Epargner pour investir
Fanny Nyakwabene a des compétences ailleurs que dans la boulangerie. Elle est couturière. En 2009, elle sort ce qu’elle a pu épargner auprès du CEMADEF, qui fait aussi office de banque des pauvres, et achète sa première machine à coudre mécanique noire, de marque Singer. C’est parti pour la confection de vêtements et le développement d’une nouvelle microentreprise. D’abord à son domicile, puis dans un atelier à l’écart des voies passantes de Bunia. Maintenant, elle occupe une situation enviée, au centre de la capitale de l’Ituri.
En plus des trois machines Singer qui trônent dans sa boutique, Fanny Nyakwabene a encore acheté deux autres machines à coudre, l’une à 700 dollars et l’autre à 500, à même de coudre des dessins compliqués sur les robes de femmes. « Mon commerce évolue bien. Nous parvenons à faire de la couture en grande quantité et à envoyer le produit de notre travail ailleurs. » La rentrée scolaire s’est particulièrement bien déroulée pour cette femme cheffe d’entreprise. Elle a vu affluer dans son échoppe nombre de parents désireux d’acheter les uniformes scolaires requis pour commencer l’école.
Bientôt une coopérative de couture ?
Le développement réjouissant de l’entreprise de Fanny Nyakwabene intéresse les responsables du CEMADEF. Ils aimeraient, en accord avec l’intéressée, lancer une coopérative de couturières. Ces dernières pourraient ainsi offrir une plus grande diversité de produits, en fonction des compétences de chacune des femmes impliquées dans le projet. Mais cela, c’est de la musique d’avenir !
Pour l’instant, Fanny Nyakwabene continue à se confier : « Vous savez, mon mari est infirmier et gagne environ 300 dollars par mois. C’est insuffisant pour nourrir et payer l’éducation de nos enfants. Mes activités de couture me pemettent de gagner en une semaine ce que lui, avec sa formation de qualité, met un mois à acquérir. Concrètement, grâce à mon activité de couturière, je peux envoyer mes enfants se former à l’université », ajoute encore fièrement celle qui se lève tôt tous les matins et qui cultive avec son mari un lopin de terre où poussent aubergines, oignons et poireaux. Pour leur consommation personnelle… mais aussi pour en vendre au marché, lorsque la récolte est abondante !
Serge Carrel
« Le CEMADEF, c’est mon mari ! »
Marie-José Bouanzon a 71 ans. Elle nous accueille dans une petite maison en dur au nord de Bunia. Le sol est en ciment lissé. Plusieurs affiches avec une sorte de Christ en gloire aux couleurs fluo témoignent de son engagement dans l’Eglise catholique.

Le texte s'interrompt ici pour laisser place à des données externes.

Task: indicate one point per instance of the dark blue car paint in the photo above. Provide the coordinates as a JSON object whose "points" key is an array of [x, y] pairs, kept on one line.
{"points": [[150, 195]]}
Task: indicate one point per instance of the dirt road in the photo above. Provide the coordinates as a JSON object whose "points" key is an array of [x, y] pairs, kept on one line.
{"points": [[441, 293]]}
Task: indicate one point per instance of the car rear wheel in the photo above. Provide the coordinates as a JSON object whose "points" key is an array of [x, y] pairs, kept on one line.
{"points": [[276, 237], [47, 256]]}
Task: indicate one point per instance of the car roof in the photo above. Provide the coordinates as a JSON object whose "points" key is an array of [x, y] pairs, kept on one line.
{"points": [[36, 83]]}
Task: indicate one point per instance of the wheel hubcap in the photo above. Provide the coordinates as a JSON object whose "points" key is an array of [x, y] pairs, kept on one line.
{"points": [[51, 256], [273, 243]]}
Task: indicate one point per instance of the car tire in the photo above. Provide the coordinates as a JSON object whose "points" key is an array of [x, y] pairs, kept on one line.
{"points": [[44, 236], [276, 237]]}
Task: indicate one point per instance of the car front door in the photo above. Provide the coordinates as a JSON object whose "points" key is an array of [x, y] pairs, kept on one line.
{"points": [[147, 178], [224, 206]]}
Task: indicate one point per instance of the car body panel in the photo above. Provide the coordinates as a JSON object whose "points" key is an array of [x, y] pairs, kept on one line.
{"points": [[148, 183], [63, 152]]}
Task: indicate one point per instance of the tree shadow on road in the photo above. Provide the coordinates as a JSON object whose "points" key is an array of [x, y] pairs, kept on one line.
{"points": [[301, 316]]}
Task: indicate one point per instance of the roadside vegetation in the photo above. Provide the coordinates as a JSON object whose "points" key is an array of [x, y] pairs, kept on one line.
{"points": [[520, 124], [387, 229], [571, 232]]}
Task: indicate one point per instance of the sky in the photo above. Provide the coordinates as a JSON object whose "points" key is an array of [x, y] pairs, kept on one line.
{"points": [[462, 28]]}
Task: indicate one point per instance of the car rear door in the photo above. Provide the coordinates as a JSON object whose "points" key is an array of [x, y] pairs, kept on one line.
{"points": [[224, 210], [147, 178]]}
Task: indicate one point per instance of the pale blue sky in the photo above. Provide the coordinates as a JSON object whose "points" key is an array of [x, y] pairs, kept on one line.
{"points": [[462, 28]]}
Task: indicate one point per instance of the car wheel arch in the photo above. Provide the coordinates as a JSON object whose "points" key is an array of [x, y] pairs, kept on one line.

Marie-José Bouanzon bénéficie de prêts du CEMADEF depuis 2009. Cette « maman » dont le dernier prêt se montait à 110 dollars, vendait du pain grâce au four qui jouxte sa case. Elle a toujours honoré ses remboursements. Néanmoins, elle se trouve dans une situation difficile. Comme on dit là-bas, elle est « bloquée ». Une des 5 femmes de son équipe n’a pas remboursé son prêt en mai dernier. Depuis, Marie-José Bouanzon n’a plus touché de prêt du CEMADEF. « Cette femme qui était nouvelle dans notre équipe, explique la boulangère, a joué le jeu pendant trois mois. Elle a remboursé un premier prêt, en a touché un deuxième, puis a quitté la ville de Bunia pour la région minière du Nord. » Elle est joignable au téléphone et assure qu’elle va rembourser, mais ne le fait pas. « Comme je suis veuve, ajoute Marie-José Bouanzon, je suis démunie et je ne peux rembourser son prêt. » La solidarité entre les 4 femmes restantes n’a pas joué, comme ce devrait être le cas lorsque les 5 « mamans » se connaissent bien.

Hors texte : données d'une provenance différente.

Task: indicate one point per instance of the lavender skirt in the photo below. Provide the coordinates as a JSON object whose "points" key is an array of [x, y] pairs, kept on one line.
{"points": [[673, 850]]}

« J’ai de l’amertume dans mon cœur, ajoute Marie-José Bouanzon. Cette femme a rendu ma vie impossible. Depuis que je suis veuve, je considère le CEMADEF comme mon mari ! »
S’adapter à son milieu
« Il faut adapter ce que vous vendez au milieu dans lequel vous vous trouvez ! » Cette exhortation de Fanny Ukety, la directrice générale du CEMADEF, a fait mouche dans la vie de Mini Borive, une jeune femme de 26 ans. Domiciliée le long de la route en terre battue qui mène au nord de Bunia, cette maman de 5 enfants a vu s’installer des centaines de déplacés sur un terrain, juste en face de sa parcelle, de l’autre côté de la route. Des centaines de tentes en torchis sont sorties de terre avec comme toit des baches en plastic estampillées UNHCR.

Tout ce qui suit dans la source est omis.